39-letni były kołowy polskiej reprezentacji ma swoich głównych faworytów do medalu mistrzostw. - Nie przewiduje wielkich niespodzianek, dlatego też wydaje mi się, że w walce o medale będą liczyły się zespoły takie jak Dania, Norwegia, Węgry, Rumunia i oczywiście Polska - stwierdza.
W ocenie Siódmiaka grudniowy turniej będzie rozczarowaniem dla reprezentacji Serbii, która przed rokiem na własnym parkiecie wywalczyła srebrne medale mistrzostw świata. - Wydaje mi się, że największym rozczarowaniem nadchodzącej imprezy mogą być obecne wicemistrzynie świata - Serbki. Spowodowane to będzie dużą ilością kontuzji trapiących ten zespół - kończy "Siudym".

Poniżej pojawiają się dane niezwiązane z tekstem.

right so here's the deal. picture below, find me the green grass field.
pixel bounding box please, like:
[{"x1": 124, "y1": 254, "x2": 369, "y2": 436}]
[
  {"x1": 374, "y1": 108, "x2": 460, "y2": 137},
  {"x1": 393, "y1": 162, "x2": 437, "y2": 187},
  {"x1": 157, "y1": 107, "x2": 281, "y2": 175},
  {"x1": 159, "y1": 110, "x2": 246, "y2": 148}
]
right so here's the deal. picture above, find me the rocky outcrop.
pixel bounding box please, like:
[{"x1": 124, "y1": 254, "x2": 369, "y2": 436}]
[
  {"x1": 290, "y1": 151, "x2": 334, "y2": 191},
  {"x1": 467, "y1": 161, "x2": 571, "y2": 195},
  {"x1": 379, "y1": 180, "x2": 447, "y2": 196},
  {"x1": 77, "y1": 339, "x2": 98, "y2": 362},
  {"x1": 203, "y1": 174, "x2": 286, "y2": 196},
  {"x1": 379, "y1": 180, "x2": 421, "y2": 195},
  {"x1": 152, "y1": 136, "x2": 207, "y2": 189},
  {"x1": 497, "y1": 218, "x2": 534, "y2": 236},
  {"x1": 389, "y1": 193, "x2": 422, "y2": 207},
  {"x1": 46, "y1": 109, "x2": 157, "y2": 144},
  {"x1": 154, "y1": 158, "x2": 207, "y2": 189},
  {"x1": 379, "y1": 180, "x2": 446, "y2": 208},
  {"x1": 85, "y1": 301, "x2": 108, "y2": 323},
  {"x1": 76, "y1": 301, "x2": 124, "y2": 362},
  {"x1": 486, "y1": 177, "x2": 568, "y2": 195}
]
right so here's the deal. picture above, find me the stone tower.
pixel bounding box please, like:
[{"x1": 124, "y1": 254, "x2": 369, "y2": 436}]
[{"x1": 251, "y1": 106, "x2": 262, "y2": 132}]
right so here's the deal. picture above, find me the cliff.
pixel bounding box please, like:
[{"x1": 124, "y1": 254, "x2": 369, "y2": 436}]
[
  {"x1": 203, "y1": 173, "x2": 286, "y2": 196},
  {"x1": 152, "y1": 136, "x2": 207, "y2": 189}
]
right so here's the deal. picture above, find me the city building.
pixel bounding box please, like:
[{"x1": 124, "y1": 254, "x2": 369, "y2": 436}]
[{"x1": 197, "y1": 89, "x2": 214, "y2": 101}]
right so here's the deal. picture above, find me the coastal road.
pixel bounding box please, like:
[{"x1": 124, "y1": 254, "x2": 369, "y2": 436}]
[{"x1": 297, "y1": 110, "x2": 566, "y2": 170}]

- Na pewno jest to turniej dużo trudniejszy niż mistrzostwa świata. Tu już nie ma przypadkowych zespołów, tu już nie ma zespołów, które będziemy pokonywać różnicą dziesięciu czy piętnastu bramek. Grupa jest trudna i to chyba najtrudniejsza spośród wszystkich - ocenia Sabina Włodek.
Opiekunka mistrzyń Polski, szczypiornistek MKS-u Selgros Lublin oraz najlepsza skrzydłowa Mistrzostw Europy 1995 jest przekonana, że polskie szczypiornistki staną na Węgrzech na wysokości zadania i osiągną dobry rezultat.

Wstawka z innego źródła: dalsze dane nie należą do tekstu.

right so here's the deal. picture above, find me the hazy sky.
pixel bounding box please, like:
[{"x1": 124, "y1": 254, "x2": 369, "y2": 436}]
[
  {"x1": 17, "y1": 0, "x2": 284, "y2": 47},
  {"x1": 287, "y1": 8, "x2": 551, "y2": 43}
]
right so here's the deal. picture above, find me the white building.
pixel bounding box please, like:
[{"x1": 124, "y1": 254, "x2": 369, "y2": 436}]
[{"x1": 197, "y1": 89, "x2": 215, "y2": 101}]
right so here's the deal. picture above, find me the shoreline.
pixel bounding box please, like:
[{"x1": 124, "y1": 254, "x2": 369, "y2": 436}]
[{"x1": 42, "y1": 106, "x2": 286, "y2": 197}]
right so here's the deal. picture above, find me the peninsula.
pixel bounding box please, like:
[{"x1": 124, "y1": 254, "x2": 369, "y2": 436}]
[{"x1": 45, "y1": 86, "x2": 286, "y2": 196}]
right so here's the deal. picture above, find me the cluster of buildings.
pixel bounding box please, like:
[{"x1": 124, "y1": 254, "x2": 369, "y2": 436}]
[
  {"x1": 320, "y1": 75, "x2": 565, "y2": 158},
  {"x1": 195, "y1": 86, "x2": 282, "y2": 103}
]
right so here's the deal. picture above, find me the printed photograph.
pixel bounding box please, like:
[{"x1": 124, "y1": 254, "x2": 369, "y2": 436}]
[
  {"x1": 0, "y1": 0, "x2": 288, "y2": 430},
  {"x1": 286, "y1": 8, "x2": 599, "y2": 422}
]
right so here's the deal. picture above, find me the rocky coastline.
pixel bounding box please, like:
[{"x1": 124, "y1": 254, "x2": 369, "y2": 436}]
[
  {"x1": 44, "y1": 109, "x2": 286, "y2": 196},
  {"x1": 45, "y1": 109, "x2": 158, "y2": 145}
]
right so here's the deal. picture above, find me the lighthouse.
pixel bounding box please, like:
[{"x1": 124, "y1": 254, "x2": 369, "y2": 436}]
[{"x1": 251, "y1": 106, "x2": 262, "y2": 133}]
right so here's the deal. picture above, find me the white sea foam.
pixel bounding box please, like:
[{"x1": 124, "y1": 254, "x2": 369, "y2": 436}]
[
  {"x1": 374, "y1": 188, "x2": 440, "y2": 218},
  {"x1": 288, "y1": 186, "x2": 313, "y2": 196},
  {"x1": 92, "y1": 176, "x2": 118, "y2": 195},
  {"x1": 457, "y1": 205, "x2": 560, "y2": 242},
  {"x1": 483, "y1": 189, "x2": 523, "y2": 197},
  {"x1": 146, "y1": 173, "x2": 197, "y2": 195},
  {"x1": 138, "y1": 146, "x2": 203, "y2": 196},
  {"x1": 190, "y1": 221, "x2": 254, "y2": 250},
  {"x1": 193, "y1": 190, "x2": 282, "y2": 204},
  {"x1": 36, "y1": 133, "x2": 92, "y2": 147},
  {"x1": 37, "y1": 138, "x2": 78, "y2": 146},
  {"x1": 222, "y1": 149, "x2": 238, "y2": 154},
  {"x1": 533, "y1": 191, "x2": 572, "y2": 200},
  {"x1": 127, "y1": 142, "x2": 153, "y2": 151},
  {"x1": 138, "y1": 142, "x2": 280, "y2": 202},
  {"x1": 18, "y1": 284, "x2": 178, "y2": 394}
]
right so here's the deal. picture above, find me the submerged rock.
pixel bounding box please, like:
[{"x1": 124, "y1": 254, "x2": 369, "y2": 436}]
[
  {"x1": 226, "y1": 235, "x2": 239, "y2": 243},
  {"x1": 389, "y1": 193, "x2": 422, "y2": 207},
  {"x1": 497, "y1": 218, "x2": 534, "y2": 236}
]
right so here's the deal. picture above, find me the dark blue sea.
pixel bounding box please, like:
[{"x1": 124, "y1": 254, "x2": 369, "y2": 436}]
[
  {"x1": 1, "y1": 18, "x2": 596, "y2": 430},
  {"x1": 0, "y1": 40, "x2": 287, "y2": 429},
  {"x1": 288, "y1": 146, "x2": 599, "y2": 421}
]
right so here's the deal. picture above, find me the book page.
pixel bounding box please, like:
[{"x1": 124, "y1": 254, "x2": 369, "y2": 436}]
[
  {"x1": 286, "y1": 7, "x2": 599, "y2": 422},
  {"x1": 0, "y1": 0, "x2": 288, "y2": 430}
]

- Myślę, że szanse na pewno są i to mimo słabszego turnieju w Maladze. Nie stoimy na straconej pozycji, a jak wyjdziemy z grupy, to pojedyncze mecze będą o wszystkim decydowały. Łączymy się z trudną grupą, gdzie są Norweżki i Dunki. Im wyżej, tym jednak wyższe schody, ale już mistrzostwa świata pokazały, że zespół wznosił się na wyżyny i pokazywał świetną grę nawet wtedy, kiedy skazywano go na porażki. Trzymamy więc kciuki - dodaje.
Włodek podziela zdanie Wojciecha Nowińskiego i Artura Siódmiaka, którzy w roli ewentualnego rozczarowania widzą reprezentację Serbii. - Mimo że przed rokiem Serbki zdobyły srebro, to teraz mają swoje kadrowe kłopoty. Nadal w swoich szeregach mają oczywiście klasowe zawodniczki, ale czy ten skład będzie podobny do składu z mistrzostw świata? Jeśli nie, to różnie ich gra może wyglądać - uważa.

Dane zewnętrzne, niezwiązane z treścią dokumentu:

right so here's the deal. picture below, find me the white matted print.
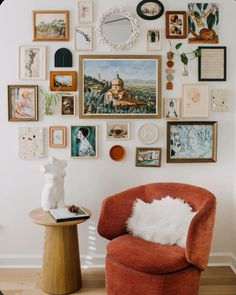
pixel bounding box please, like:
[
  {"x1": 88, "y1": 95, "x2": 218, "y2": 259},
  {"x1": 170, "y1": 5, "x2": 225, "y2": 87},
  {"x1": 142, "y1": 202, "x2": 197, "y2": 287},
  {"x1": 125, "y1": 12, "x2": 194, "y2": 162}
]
[
  {"x1": 211, "y1": 89, "x2": 229, "y2": 112},
  {"x1": 75, "y1": 26, "x2": 92, "y2": 51},
  {"x1": 77, "y1": 0, "x2": 93, "y2": 23},
  {"x1": 106, "y1": 122, "x2": 130, "y2": 140},
  {"x1": 165, "y1": 98, "x2": 180, "y2": 119},
  {"x1": 18, "y1": 127, "x2": 44, "y2": 159},
  {"x1": 147, "y1": 29, "x2": 161, "y2": 50},
  {"x1": 19, "y1": 46, "x2": 46, "y2": 80},
  {"x1": 182, "y1": 84, "x2": 209, "y2": 118}
]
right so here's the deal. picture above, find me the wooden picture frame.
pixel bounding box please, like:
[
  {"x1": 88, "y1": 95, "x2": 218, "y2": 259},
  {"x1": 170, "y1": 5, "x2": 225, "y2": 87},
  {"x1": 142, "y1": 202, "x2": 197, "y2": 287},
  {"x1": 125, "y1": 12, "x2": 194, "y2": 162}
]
[
  {"x1": 198, "y1": 46, "x2": 227, "y2": 81},
  {"x1": 75, "y1": 26, "x2": 93, "y2": 51},
  {"x1": 79, "y1": 55, "x2": 162, "y2": 119},
  {"x1": 61, "y1": 94, "x2": 76, "y2": 115},
  {"x1": 146, "y1": 29, "x2": 161, "y2": 50},
  {"x1": 182, "y1": 84, "x2": 209, "y2": 118},
  {"x1": 106, "y1": 121, "x2": 130, "y2": 140},
  {"x1": 33, "y1": 10, "x2": 69, "y2": 41},
  {"x1": 8, "y1": 85, "x2": 38, "y2": 122},
  {"x1": 50, "y1": 71, "x2": 77, "y2": 91},
  {"x1": 167, "y1": 121, "x2": 218, "y2": 163},
  {"x1": 165, "y1": 11, "x2": 187, "y2": 39},
  {"x1": 49, "y1": 126, "x2": 67, "y2": 148},
  {"x1": 77, "y1": 0, "x2": 93, "y2": 23},
  {"x1": 136, "y1": 0, "x2": 164, "y2": 20},
  {"x1": 136, "y1": 147, "x2": 162, "y2": 167}
]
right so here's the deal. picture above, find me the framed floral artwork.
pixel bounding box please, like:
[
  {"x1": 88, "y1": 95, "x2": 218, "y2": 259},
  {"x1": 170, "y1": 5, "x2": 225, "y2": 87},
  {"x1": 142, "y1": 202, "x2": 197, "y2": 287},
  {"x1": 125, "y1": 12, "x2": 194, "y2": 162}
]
[
  {"x1": 49, "y1": 126, "x2": 67, "y2": 148},
  {"x1": 75, "y1": 26, "x2": 92, "y2": 51},
  {"x1": 77, "y1": 0, "x2": 93, "y2": 23},
  {"x1": 165, "y1": 11, "x2": 187, "y2": 39},
  {"x1": 33, "y1": 10, "x2": 69, "y2": 41},
  {"x1": 136, "y1": 147, "x2": 162, "y2": 167},
  {"x1": 167, "y1": 121, "x2": 218, "y2": 163},
  {"x1": 8, "y1": 85, "x2": 38, "y2": 121},
  {"x1": 50, "y1": 71, "x2": 77, "y2": 91},
  {"x1": 106, "y1": 122, "x2": 130, "y2": 140}
]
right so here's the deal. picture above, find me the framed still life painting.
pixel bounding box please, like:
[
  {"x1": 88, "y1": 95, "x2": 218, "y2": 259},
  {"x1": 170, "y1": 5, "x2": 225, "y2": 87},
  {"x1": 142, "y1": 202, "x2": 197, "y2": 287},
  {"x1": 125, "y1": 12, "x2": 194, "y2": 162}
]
[
  {"x1": 165, "y1": 11, "x2": 187, "y2": 39},
  {"x1": 106, "y1": 121, "x2": 130, "y2": 140},
  {"x1": 8, "y1": 85, "x2": 38, "y2": 121},
  {"x1": 167, "y1": 121, "x2": 217, "y2": 163},
  {"x1": 79, "y1": 55, "x2": 162, "y2": 118}
]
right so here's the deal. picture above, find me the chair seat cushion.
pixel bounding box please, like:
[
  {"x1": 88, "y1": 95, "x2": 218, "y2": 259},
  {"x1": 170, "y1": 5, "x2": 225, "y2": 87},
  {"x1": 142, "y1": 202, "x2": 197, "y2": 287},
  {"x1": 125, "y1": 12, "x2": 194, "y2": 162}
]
[{"x1": 107, "y1": 234, "x2": 190, "y2": 274}]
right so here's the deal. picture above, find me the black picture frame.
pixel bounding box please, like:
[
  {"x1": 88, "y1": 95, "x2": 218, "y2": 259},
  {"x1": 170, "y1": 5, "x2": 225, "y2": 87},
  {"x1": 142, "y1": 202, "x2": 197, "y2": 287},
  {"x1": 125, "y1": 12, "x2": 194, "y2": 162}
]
[
  {"x1": 136, "y1": 0, "x2": 164, "y2": 20},
  {"x1": 198, "y1": 46, "x2": 227, "y2": 81}
]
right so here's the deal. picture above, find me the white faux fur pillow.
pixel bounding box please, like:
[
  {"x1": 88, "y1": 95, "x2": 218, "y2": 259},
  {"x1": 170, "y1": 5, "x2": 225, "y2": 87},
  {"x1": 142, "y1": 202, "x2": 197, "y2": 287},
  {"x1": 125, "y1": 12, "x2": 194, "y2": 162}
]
[{"x1": 126, "y1": 196, "x2": 196, "y2": 247}]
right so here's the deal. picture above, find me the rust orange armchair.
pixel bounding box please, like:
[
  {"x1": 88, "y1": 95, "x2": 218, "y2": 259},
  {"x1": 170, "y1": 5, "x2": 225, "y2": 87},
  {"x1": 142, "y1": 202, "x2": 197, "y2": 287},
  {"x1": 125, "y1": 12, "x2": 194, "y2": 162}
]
[{"x1": 97, "y1": 182, "x2": 216, "y2": 295}]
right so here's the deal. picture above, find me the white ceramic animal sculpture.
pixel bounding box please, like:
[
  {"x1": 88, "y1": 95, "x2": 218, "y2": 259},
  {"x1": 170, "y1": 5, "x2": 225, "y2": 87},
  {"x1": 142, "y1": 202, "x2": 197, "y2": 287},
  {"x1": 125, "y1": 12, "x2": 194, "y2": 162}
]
[{"x1": 40, "y1": 157, "x2": 67, "y2": 212}]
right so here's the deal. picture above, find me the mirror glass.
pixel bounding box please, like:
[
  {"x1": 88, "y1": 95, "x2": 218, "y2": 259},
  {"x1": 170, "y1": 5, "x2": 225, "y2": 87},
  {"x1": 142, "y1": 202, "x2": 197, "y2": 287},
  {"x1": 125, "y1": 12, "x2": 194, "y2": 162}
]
[{"x1": 102, "y1": 14, "x2": 133, "y2": 45}]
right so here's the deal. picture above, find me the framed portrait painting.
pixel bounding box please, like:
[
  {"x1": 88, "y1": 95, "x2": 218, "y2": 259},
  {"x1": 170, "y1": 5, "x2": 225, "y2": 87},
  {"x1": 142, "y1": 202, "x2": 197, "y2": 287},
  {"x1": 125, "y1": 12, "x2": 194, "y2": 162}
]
[
  {"x1": 8, "y1": 85, "x2": 38, "y2": 121},
  {"x1": 19, "y1": 46, "x2": 46, "y2": 80},
  {"x1": 61, "y1": 94, "x2": 76, "y2": 115},
  {"x1": 182, "y1": 84, "x2": 209, "y2": 118},
  {"x1": 75, "y1": 26, "x2": 92, "y2": 51},
  {"x1": 71, "y1": 125, "x2": 97, "y2": 159},
  {"x1": 79, "y1": 55, "x2": 162, "y2": 118},
  {"x1": 165, "y1": 11, "x2": 187, "y2": 39},
  {"x1": 164, "y1": 98, "x2": 180, "y2": 119},
  {"x1": 136, "y1": 147, "x2": 162, "y2": 167},
  {"x1": 49, "y1": 126, "x2": 66, "y2": 148},
  {"x1": 33, "y1": 10, "x2": 69, "y2": 41},
  {"x1": 50, "y1": 71, "x2": 77, "y2": 91},
  {"x1": 77, "y1": 0, "x2": 93, "y2": 23},
  {"x1": 167, "y1": 121, "x2": 218, "y2": 163},
  {"x1": 147, "y1": 29, "x2": 161, "y2": 50}
]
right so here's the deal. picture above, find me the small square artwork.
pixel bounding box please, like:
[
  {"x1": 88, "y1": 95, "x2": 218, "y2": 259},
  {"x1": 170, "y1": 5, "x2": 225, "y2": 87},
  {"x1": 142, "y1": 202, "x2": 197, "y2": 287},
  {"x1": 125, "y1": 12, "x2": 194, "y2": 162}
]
[
  {"x1": 106, "y1": 122, "x2": 130, "y2": 140},
  {"x1": 77, "y1": 0, "x2": 93, "y2": 23},
  {"x1": 18, "y1": 127, "x2": 44, "y2": 159},
  {"x1": 136, "y1": 147, "x2": 161, "y2": 167},
  {"x1": 147, "y1": 29, "x2": 161, "y2": 50},
  {"x1": 211, "y1": 89, "x2": 229, "y2": 112},
  {"x1": 75, "y1": 26, "x2": 92, "y2": 51},
  {"x1": 61, "y1": 95, "x2": 75, "y2": 115},
  {"x1": 165, "y1": 98, "x2": 180, "y2": 119}
]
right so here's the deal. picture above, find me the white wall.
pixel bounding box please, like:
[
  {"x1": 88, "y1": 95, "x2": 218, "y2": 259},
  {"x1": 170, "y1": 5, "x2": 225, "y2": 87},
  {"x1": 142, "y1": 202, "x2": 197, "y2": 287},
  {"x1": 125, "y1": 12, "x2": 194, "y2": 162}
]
[{"x1": 0, "y1": 0, "x2": 235, "y2": 267}]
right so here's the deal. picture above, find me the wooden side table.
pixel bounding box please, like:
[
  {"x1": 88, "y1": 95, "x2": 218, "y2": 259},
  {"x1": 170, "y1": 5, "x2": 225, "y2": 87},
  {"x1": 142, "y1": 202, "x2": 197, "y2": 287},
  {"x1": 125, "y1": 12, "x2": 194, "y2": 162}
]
[{"x1": 29, "y1": 208, "x2": 91, "y2": 295}]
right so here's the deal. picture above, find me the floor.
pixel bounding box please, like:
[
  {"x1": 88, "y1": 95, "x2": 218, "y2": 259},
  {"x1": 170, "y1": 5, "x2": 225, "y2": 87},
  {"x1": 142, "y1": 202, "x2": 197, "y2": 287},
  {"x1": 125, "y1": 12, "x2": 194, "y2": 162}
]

A kto zdobędzie medale mistrzostw Europy? W opinii Włodek złoto i srebro padną łupem Norweżek i Dunek. - Powiem szczerze, że nie zastanawiałam się nad gronem faworytek turniej, ale myślę, że w dalszym ciągu skandynawskie reprezentacje będą bardzo mocne i w parze Norwegia - Dania upatrywałabym nie tyle półfinalistów, a nawet finalistów tego turnieju - kończy.